Effect of Andrographis paniculata Treatment for Nonimmune Patients with Early-Stage COVID-19 on the Prevention of Pneumonia: A Retrospective Cohort Study

Author(s): Amporn Benjaponpitak, Thiti Sawaengtham, Tewan Thaneerat, Kulthanit Wanaratna, Palang Chotsiri, Chalermquan Rungsawang, Sakkarin Bhubhanil, Sataporn Charoensuk, Suwat Benjaponpitak, Sarawut Lapmanee, Sayomporn Sirinavin


Andrographis paniculata (AP) is an herbal plant that has been used to treat upper respiratory tract infections. Andrographolide is the major active component of AP that inhibits intracellular SARS-CoV-2 replication and has anti-inflammatory action.


To investigate the therapeutic and adverse effects of treatment with oral AP-products in patients with early-stage COVID-19.

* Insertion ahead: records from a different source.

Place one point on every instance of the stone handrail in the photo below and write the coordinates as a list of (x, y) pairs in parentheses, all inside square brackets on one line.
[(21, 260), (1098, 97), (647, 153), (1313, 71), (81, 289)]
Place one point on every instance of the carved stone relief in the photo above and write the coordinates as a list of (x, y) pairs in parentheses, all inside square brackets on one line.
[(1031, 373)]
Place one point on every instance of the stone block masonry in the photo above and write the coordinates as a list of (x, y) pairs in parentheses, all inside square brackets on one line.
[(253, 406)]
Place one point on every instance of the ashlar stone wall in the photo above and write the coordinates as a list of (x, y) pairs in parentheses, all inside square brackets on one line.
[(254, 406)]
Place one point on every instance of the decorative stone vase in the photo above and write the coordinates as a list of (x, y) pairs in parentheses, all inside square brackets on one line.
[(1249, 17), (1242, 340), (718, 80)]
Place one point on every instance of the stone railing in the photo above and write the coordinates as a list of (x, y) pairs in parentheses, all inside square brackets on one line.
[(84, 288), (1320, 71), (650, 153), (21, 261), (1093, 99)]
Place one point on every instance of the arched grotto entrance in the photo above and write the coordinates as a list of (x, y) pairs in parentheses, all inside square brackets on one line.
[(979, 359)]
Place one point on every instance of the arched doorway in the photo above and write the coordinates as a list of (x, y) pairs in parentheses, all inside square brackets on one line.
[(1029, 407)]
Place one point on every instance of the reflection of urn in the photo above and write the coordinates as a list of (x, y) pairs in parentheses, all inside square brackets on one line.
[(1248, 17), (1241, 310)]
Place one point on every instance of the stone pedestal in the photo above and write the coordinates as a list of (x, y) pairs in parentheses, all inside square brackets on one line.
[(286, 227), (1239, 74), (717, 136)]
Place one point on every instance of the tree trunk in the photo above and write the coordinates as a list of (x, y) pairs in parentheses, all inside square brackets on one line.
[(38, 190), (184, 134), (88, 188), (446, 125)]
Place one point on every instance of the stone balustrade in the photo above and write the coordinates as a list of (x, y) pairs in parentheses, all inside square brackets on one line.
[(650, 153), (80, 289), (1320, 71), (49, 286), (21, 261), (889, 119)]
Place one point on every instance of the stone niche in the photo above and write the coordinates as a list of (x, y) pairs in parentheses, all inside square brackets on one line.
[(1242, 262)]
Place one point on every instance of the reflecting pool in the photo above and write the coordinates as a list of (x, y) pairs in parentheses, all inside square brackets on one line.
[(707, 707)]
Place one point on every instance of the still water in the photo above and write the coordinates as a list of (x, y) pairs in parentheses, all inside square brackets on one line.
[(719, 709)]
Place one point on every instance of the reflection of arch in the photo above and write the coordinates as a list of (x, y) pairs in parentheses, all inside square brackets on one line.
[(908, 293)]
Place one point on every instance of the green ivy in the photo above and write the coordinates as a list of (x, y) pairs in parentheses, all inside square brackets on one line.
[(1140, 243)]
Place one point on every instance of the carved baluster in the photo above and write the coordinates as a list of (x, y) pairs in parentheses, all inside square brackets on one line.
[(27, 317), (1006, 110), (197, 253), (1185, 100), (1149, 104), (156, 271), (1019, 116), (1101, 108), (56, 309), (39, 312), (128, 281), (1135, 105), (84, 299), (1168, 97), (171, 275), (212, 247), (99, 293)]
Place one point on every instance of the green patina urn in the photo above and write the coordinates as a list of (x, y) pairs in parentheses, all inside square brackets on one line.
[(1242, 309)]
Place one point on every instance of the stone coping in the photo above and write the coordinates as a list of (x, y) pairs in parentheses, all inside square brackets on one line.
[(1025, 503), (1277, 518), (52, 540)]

We performed a retrospective cohort study in COVID-19 patients with asymptomatic or mild COVID-19, admitted for isolation and treatment in seven hospitals in three adjacent provinces in central region of Thailand, during December 2020 – March 2021 epidemic when COVID-19 vaccine was not yet available and none were previously infected with SARS-CoV-2. Patient data was prospectively recorded in the structured medical record forms and retrospectively reviewed. This study included patients 15 to 60 years of age with laboratory-confirmed SARS-CoV-2 infection, but without comorbidities or pregnancy. Study AP products were capsules containing a standardised ethanol extract of AP or crude AP powder. Patients were treated for five days with either AP-extract (60 mg andrographolide, 3 times daily) or crude-AP (48 mg andrographolide, 3 times daily), only when available. All eligible patients who received AP treatment were included and control patients who did not receive AP treatment were blindly and randomly selected using a ratio of approximately 1:1. The risk of pneumonia diagnosed by chest radiography was the primary study outcome.


About 90% of the treatment group received the AP-extract regimen within 7 days after onset of symptoms. Pneumonia occurred in 1/243 AP treatment patients and 69/285 control patients. The risks of pneumonia after adjusting for confounding effects were 0.3% (95%CI, 0%-0.9%) and 24.3% (95%CI, 19.0%-29.7%) in the AP treatment and control groups, respectively. The number needed to treat to avoid pneumonia development in one patient was four (95% CI, 3-5). Mild abnormal symptoms suggesting adverse event of AP treatment were detected in eight patients.


The oral AP-extract treatment regimen is acceptably safe and associated with highly reduced rates of pneumonia in nonimmune patients with early-stage COVID-19.